Scrap recyclers are responding to international trade uncertainties and environmental policies enacted by China’s government by seeking new markets for export staples including scrap plastics, metals, and wastepaper.
Waste and scrap commodities are recycled and used as inputs in the manufacturing process. They comprise the largest containerized US export classification, according to PIERS, a sister product of JOC.com. In 2017, global US waste exports of all types declined 0.1 percent to 1.3 million TEU. The five-year compound annual growth rate declined 3 percent.
Conditions have gotten even worse in this year’s first quarter for some commodities, especially plastics, given the reliance of US exporters on the China market.
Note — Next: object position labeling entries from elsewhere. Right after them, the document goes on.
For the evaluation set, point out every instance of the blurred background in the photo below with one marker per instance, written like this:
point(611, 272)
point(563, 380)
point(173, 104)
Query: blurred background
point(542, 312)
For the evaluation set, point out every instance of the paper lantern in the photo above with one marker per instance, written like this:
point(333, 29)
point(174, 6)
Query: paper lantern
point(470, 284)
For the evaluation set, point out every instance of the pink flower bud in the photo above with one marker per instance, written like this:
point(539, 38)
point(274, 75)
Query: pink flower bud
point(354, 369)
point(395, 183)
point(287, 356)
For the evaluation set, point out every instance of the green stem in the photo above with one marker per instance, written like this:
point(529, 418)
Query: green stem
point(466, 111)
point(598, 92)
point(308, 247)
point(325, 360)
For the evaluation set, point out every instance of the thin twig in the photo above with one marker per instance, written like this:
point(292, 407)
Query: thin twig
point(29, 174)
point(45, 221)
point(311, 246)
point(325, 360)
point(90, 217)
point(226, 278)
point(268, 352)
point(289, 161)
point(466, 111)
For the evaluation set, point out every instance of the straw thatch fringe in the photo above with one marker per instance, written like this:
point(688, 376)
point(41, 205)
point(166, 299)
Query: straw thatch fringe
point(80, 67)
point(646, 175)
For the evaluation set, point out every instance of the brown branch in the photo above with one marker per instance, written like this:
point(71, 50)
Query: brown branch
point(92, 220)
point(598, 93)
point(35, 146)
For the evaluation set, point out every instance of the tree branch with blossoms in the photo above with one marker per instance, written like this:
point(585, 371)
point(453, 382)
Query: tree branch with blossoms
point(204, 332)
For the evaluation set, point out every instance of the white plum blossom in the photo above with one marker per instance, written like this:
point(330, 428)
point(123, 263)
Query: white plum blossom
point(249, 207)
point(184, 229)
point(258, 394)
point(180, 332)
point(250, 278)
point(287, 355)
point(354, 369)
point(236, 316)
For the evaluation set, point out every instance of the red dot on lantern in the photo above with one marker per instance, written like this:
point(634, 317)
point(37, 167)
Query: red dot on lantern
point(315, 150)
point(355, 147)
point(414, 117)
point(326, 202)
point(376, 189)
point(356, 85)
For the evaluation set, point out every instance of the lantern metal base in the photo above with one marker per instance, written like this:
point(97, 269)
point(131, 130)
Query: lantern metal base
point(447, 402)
The Institute of Scrap Recycling Industries (ISRI), citing US Census Bureau numbers quoted in metric tons, stated in its May 7 Market Report that total US plastics scrap exports in the first quarter declined 37.6 percent, primarily because of a 92.4 percent plunge in exports to China.
Reduction in China foreign scrap consumption shifts market
ISRI does not foresee an imminent change in fortunes in exports to China, and it urges US exporters of high-quality scrap commodities to immediately pursue other opportunities. “We believe demand for American high-quality scrap remains strong worldwide. There are significant business opportunities for US exporters in other regions of the world worth exploring,” ISRI stated. Those regions include the North American trading partners Canada and Mexico as well as other countries in Northeast and South Asia.
China last year announced environmental restrictions on imports of wastepaper and plastic scrap that affected exports from a number of countries, including the United States. Those actions continued the “Green Fence” policies of recent years aimed at preventing imports of waste products that the Chinese consider to be adulterated. In a chilling warning to exporters of all scrap products, China signaled its long-term intention to work toward 100 percent sourcing of waste materials for manufacturing inputs.
Although the Trump administration this year announced tariffs on imports from some countries, including China, and retaliation is recurring, imports of US scrap have not been targeted specifically. Nevertheless, China has increased its inspections of shipments from the United States, and this week it announced a one-month suspension of the China Certification and Inspection Group inspections, which will lead to delays in processing imports. ISRI responded in its newsletter, “Exporters may wish to consider diverting cargoes already on the water to other countries.”
In the long term, China is expected to remain an important market for US scrap exporters. Also, the infrastructure in some nations in Southeast Asia and the Indian subcontinent must be further developed, and shipping services from North America must be expanded to handle growing cargo volumes, so a wholesale shift to other markets is not feasible.
Nevertheless, China has indicated clearly that it intends to shift toward a value-added, technology-based economy that will rely less on scrap imports, so US exporters must revise their business plans and respond to opportunities that are developing in other markets, said Adina Renee Adler, ISRI’s senior director of international relations.